Programma della serata di presentazione della Biblioteca Lombardini

Il libro e i suoi eredi

Bibliot_Lombardini_small“Il libro e i suoi eredi” è il titolo dell’incontro pubblico di presentazione della Biblioteca “Pietro Lombardini”, che si terrà lunedì 21 ottobre 2013, alle 18,15 nel Seminario di Reggio Emilia (viale Timavo 93). Con una lectio di mons. Luciano Monari, vescovo di Brescia, già professore di Sacra Scrittura a Reggio Emilia per molti anni, vogliamo presentare al pubblico il lascito librario di don Pietro Lombardini (1941-2007), insegnante di Sacra Scrittura e di teologia per molti anni nello Studio Teologico interdiocesano e nell’Istituto di scienze religiose di Reggio Emilia, oltre che in altre istituzioni.
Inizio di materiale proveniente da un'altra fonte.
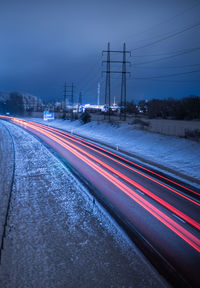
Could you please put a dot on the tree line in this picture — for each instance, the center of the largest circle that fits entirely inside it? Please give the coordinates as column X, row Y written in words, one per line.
column 187, row 108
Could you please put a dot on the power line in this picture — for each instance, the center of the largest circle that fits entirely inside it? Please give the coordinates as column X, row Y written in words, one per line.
column 168, row 75
column 169, row 19
column 167, row 37
column 171, row 56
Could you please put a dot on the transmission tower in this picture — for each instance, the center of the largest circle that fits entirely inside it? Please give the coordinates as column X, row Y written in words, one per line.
column 65, row 96
column 69, row 95
column 123, row 72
Prima della sua morte prematura, Lombardini ha voluto lasciare la sua biblioteca personale alla Biblioteca del Seminario di Reggio Emilia: un lascito di particolare interesse per quantità (oltre tremila volumi) e soprattutto per qualità: perché si tratta di testi scelti accuratamente, letti attentamente, con particolare attenzione naturalmente agli studi biblici e, in modo speciale, a tutto ciò che riguarda la vicenda ebraica nel passato e nel presente. La sezione di ebraistica è particolarmente ricca e interessante, e documenta l’attenzione riservata da Lombardini alla conoscenza della tradizione di Israele e al dialogo ebraico-cristiano.
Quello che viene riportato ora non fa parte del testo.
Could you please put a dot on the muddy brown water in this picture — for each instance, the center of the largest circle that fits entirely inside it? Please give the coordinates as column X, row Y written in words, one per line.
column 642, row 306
Il fondo lasciato da Pietro Lombardini alla Biblioteca del Seminario di Reggio Emilia è stato sistemato in un ambiente apposito, e dalla primavera scorsa è completamente catalogato: per maggiori informazioni, andate al sito web della Biblioteca del Seminario.
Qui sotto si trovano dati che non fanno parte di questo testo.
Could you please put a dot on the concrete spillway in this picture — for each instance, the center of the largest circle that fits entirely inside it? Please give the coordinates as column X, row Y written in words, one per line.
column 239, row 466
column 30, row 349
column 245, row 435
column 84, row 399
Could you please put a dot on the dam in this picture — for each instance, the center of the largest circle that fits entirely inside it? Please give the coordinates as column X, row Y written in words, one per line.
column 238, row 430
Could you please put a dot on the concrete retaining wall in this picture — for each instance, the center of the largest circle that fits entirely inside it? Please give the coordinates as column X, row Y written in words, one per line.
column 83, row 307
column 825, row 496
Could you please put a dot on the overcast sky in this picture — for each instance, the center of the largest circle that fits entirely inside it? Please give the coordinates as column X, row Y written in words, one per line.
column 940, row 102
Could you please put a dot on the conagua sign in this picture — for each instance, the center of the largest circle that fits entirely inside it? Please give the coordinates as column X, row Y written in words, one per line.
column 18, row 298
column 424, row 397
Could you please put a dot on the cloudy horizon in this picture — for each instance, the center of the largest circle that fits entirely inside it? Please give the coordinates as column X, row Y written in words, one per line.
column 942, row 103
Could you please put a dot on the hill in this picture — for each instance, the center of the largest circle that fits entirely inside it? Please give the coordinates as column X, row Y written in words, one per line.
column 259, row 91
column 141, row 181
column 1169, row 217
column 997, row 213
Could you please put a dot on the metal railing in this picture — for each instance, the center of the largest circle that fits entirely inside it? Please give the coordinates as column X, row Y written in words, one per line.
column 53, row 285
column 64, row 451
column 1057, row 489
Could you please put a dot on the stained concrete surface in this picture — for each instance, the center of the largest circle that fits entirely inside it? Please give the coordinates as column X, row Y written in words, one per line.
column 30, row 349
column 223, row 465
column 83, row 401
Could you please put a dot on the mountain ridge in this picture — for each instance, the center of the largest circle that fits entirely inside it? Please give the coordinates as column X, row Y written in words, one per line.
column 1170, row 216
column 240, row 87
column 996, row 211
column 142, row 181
L’incontro di lunedì 21 vedrà l’intervento iniziale di Michela Dall’Aglio, presidente dell’Associazione DialogaRe che, insieme con la Biblioteca del Seminario, organizza l’evento; seguirà la lectio di mons. Monari, due interventi più brevi di d. Daniele Gianotti e d. Filippo Manini, e un saluto conclusivo del vescovo di Reggio Emilia, mons. Massimo Camisasca. L’incontro è aperto al pubblico; dalle 17,30 sarà possibile anche visitare gli ambienti della Biblioteca del Seminario e la sala dedicata alla raccolta Lombardini.